Generally, low vision devices fall into two categories: optical and non-optical. Optical devices use lenses or combinations of lenses to provide magnification. These include such aids as magnifying spectacles, hand-held magnifiers, stand magnifiers, computer monitors with large type, and closed-circuit televisions. Non-optical devices include large-print reading materials (books, newspapers), check writing guides, and high contrast watch dials. Also included in this category are auditory aids, such as talking computers.

NEI Activities Supporting Low Vision Research
As the leading source of vision research funds in the United States, the NEI is committed to furthering progress in the area of low vision research. During 1996, NEI-supported 18 extramural research projects related to low vision, with a total funding of over $4 million.

Examples of NEI-supported research include projects designed to:

  • Measure the visual requirements of reading for individuals with normal and low vision. Among other information, this research will provide improved understanding of the sensory constraints of normal reading.
  • Develop a set of techniques that will determine the potential benefits of cataract surgery in patients with AMD. It is estimated that over half of the people with AMD also have cataracts. Cataract surgery is often not performed because the benefits of the surgery may be minimal due to the presence of AMD. The study also will assess the combined effects of cataracts and AMD on reading, face recognition, other everyday visual activities, and health-related quality of life issues.

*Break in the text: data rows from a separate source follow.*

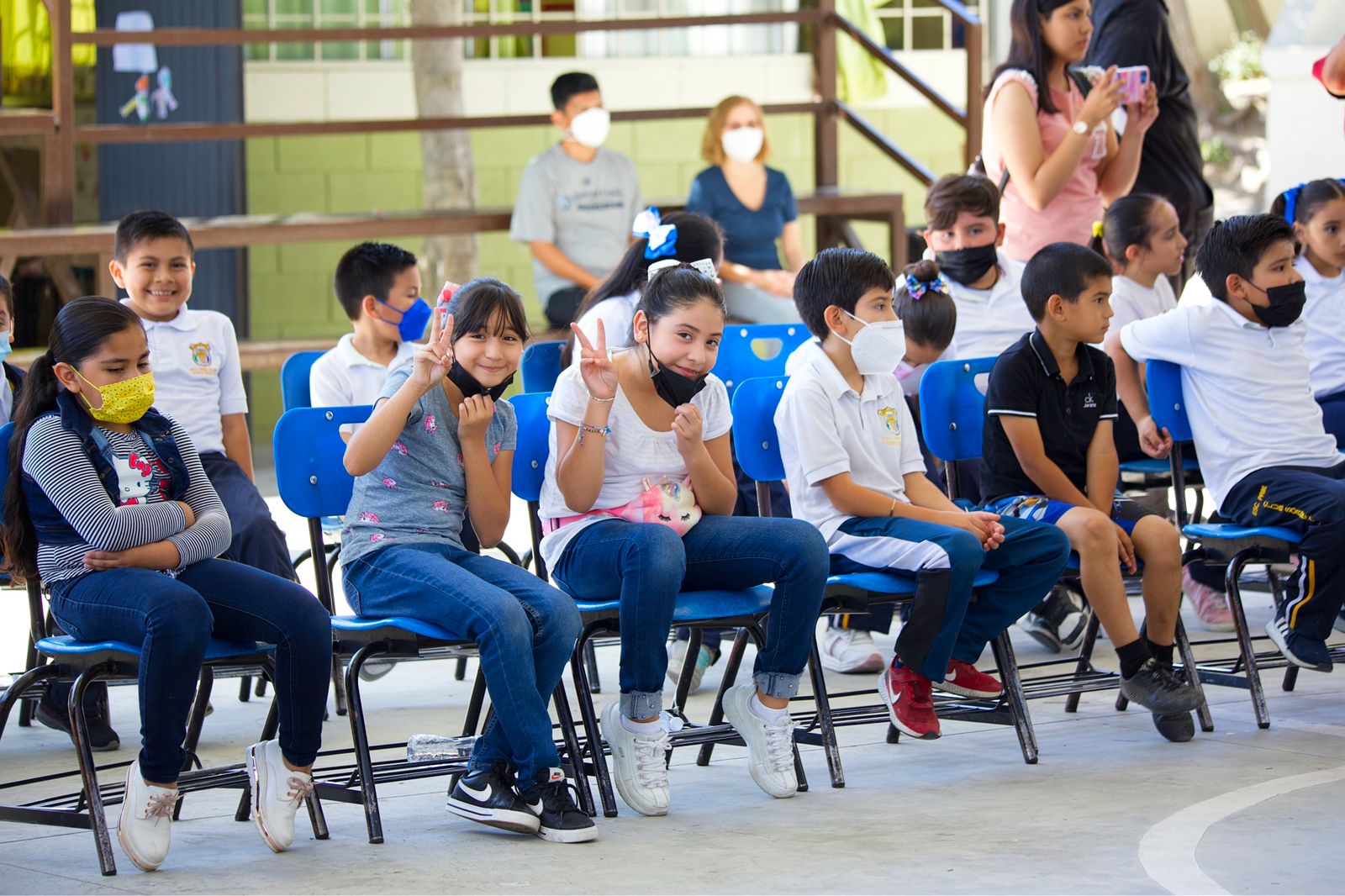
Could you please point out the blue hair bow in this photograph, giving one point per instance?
(918, 288)
(662, 239)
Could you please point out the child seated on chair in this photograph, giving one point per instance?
(439, 447)
(1264, 452)
(108, 502)
(854, 468)
(1049, 455)
(199, 378)
(636, 502)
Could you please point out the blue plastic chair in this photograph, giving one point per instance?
(694, 609)
(1230, 544)
(952, 400)
(85, 662)
(757, 350)
(541, 365)
(314, 483)
(757, 448)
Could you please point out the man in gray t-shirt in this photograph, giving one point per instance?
(576, 202)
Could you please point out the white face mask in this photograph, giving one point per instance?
(591, 127)
(878, 347)
(743, 145)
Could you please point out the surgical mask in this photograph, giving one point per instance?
(591, 127)
(968, 266)
(123, 403)
(672, 387)
(412, 326)
(878, 347)
(468, 385)
(1286, 304)
(743, 145)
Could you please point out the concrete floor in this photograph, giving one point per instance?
(1111, 808)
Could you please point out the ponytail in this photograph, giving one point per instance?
(78, 331)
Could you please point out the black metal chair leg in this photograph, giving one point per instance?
(87, 771)
(731, 673)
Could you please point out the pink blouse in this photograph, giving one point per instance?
(1069, 215)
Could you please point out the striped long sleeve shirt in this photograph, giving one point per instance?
(57, 461)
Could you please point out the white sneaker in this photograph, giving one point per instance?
(145, 829)
(851, 651)
(770, 744)
(639, 763)
(276, 791)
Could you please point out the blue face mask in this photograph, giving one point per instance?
(412, 326)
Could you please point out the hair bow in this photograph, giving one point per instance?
(703, 266)
(918, 288)
(662, 239)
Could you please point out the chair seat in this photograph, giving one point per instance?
(1156, 467)
(1228, 532)
(71, 647)
(696, 606)
(372, 625)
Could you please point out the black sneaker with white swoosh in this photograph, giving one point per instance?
(488, 797)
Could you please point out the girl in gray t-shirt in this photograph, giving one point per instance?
(437, 447)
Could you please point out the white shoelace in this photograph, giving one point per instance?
(779, 743)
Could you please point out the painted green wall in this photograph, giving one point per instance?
(291, 293)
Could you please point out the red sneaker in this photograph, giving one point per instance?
(910, 703)
(966, 680)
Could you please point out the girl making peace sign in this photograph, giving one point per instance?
(440, 444)
(638, 499)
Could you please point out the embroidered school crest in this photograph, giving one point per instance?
(894, 423)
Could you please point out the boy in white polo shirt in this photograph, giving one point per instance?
(854, 470)
(378, 287)
(198, 380)
(1263, 450)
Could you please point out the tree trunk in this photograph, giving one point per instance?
(450, 172)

Our investment in high quality clinical research has little real benefit unless the results and recommendations from such studies are widely and suitably incorporated into patient care. Results of low vision research must be disseminated to the public so people can take more proactive approaches to ensure their own health. One way this happens is through the National Eye Health Education Program (NEHEP), which is developing an education program aimed at addressing the needs of people with low vision. This new program will increase public awareness about the impact of low vision on daily living. Since fewer than 25 percent of patients who might benefit from low vision services actually receive such care, the NEHEP’s low vision program will play a key role in informing Americans about the use of optical and non-optical low vision devices and services.

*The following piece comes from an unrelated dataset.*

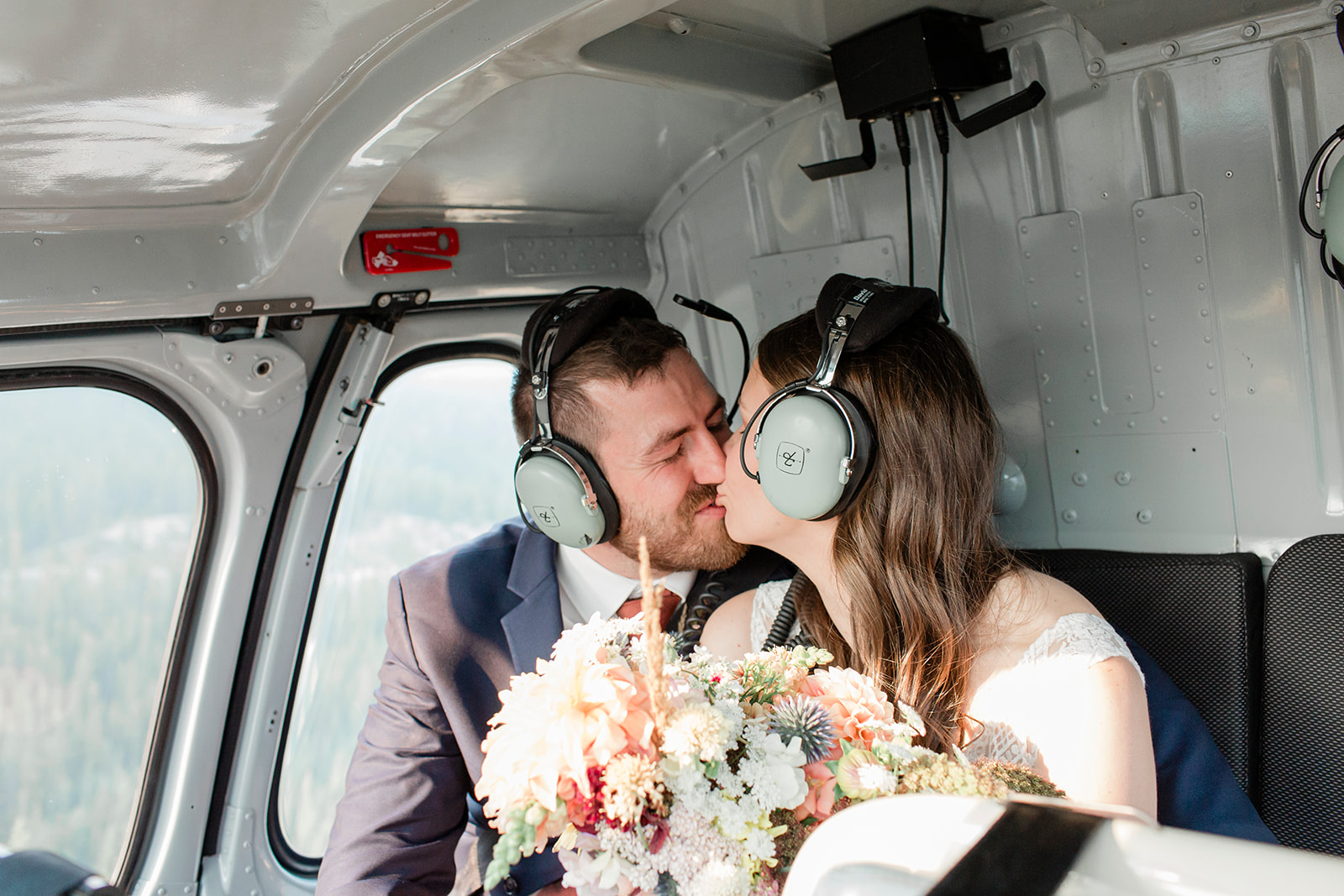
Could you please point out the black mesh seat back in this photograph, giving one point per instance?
(1200, 617)
(1303, 783)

NEI’s research program also helps inventors with ideas on low vision aids develop those ideas for the marketplace. Inventors have few resources available allowing them to develop products that help people suffering from low vision. NEI’s Small Business Innovation Research Grants Program gives inventors the opportunity to see their ideas turned into reality. For example, through this program, telescopic systems were developed that help those with low vision perform common tasks, such as walking down the street or reading signs. Another idea, a system called “Outspoken,” magnifies text on a computer screen, making it easier for people with low vision to read. This product was recognized by the Smithsonian Institution for its unique way of using technology for the common good. A sister program, called the Small Business Technology Transfer Grant, encourages inventors in universities or research centers to form partnerships with small businesses. Between both programs, in Fiscal Year 1997 NEI expects to fund approximately 10 projects in the area of low vision research.


The National Eye Institute is making strides toward researching the cause of and developing treatments for age-related macular degeneration while ensuring judicious use of Federal research dollars. The various areas of NEI-supported research, including gene identification, gene replacement therapy, vitamin and mineral dietary supplementation, retinal cell transplantation, and pharmaceutical intervention, hold promise as scientists also look to identify genes that cause AMD and develop treatments to prevent the disease or slow its progression. Efforts in the area of low vision research are gathering momentum. The NEI will continue to devote a significant portion of its annual budget to support research aimed toward learning more about this debilitating disease that affects the lives of millions of Americans.